A health zone is kind of like a county except the designation is not political but only for health purposes. Health Zones originated in Congo and are a result of pioneering work by Christian missionary Dan Fountain, MD to provide health to the entire population.
Essentially a health zone is:
200,000 persons, more or less
Supported by a Reference Hospital
That is surrounded by 10-50 Health Centers scattered throughout the Health Zone
These Health Centers are located such that no one has to walk more than a day to reach a Health Center. Ideally no one is more then 1-2 hours from a Health Center as is the case with the Vanga Health Zone that consists of 52 Health Centers serving the 250,000 persons in the Vanga Health Zone.

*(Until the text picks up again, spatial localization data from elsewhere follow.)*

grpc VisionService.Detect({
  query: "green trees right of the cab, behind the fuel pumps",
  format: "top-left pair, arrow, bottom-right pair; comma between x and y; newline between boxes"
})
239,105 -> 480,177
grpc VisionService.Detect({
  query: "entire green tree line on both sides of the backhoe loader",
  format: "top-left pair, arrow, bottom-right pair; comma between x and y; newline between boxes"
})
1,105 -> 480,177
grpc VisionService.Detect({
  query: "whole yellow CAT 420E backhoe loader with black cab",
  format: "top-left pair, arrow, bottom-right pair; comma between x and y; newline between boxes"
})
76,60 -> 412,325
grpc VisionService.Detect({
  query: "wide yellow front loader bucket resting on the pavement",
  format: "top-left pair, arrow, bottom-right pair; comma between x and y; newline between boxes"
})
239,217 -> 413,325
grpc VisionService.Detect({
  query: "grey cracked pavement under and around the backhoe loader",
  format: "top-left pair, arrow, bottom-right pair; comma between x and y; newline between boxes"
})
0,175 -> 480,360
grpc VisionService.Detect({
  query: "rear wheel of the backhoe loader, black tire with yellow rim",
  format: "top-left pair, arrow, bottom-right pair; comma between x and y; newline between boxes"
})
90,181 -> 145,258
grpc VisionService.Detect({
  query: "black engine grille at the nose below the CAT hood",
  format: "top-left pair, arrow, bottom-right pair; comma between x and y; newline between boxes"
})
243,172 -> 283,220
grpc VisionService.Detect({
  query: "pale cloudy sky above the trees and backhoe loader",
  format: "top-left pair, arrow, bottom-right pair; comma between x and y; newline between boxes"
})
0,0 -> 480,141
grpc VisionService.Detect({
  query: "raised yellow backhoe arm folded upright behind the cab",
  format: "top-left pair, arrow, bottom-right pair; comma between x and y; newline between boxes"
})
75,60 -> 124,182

In this diagram the red dots are some of the villages, the grey huts are Health Centers, and there are five Reference health centers that are better equipped and the central Reference Hospital at the former American Baptist Nsona Mpangu mission station. The health centers are staffed by a nurse and a lab tech. The nurse would be trained much like a Nurse Practitioner or Physician Assistant.
Health Centers activities include:
Diagnosing and treating disease
Referring patients to the reference hospital for complicated cases
Assuring a local supply of medicines is always available
Preventive care – it is far cheaper to prevent disease than treat it
Holding vaccination clinics in surrounding villages
Holding prenatal clinics in surrounding villages
Holding preschool clinics in surrounding villages (following under-five’s growth in height and weight to catch illness or malnutrition early)
Promoting the use of mosquito nets against malaria, latrines against intestinal diseases
Encouraging communities to protect their water sources – assuring safe, potable water reduces the incidence of intestinal diseases in a village by 30%.
Encouraging communities to use proper sanitation (latrines for every household, proper trash disposal, controlling free ranging animals)
Promote family planning – Congo has one the most horrifyingly high maternal death during delivery statistics in the world. Spacing, reducing the number of pregnancies a women has, is lifesaving.
Each Health Zone has a central office staffed by a Physician who supervises (visits) all the nurses in their health centers to collect statistics, provide medicine, see that the routine work (vaccinations and clinics) is happening properly in the zone.
Health Centers (and their nurses) are supported by community organizations that provide them with a house, garden, and assist in the work of the center. For example they would announce the next vaccination visit planned by the nurse in a village and assure families with children needing to be vaccinated were present at the appointed time and place.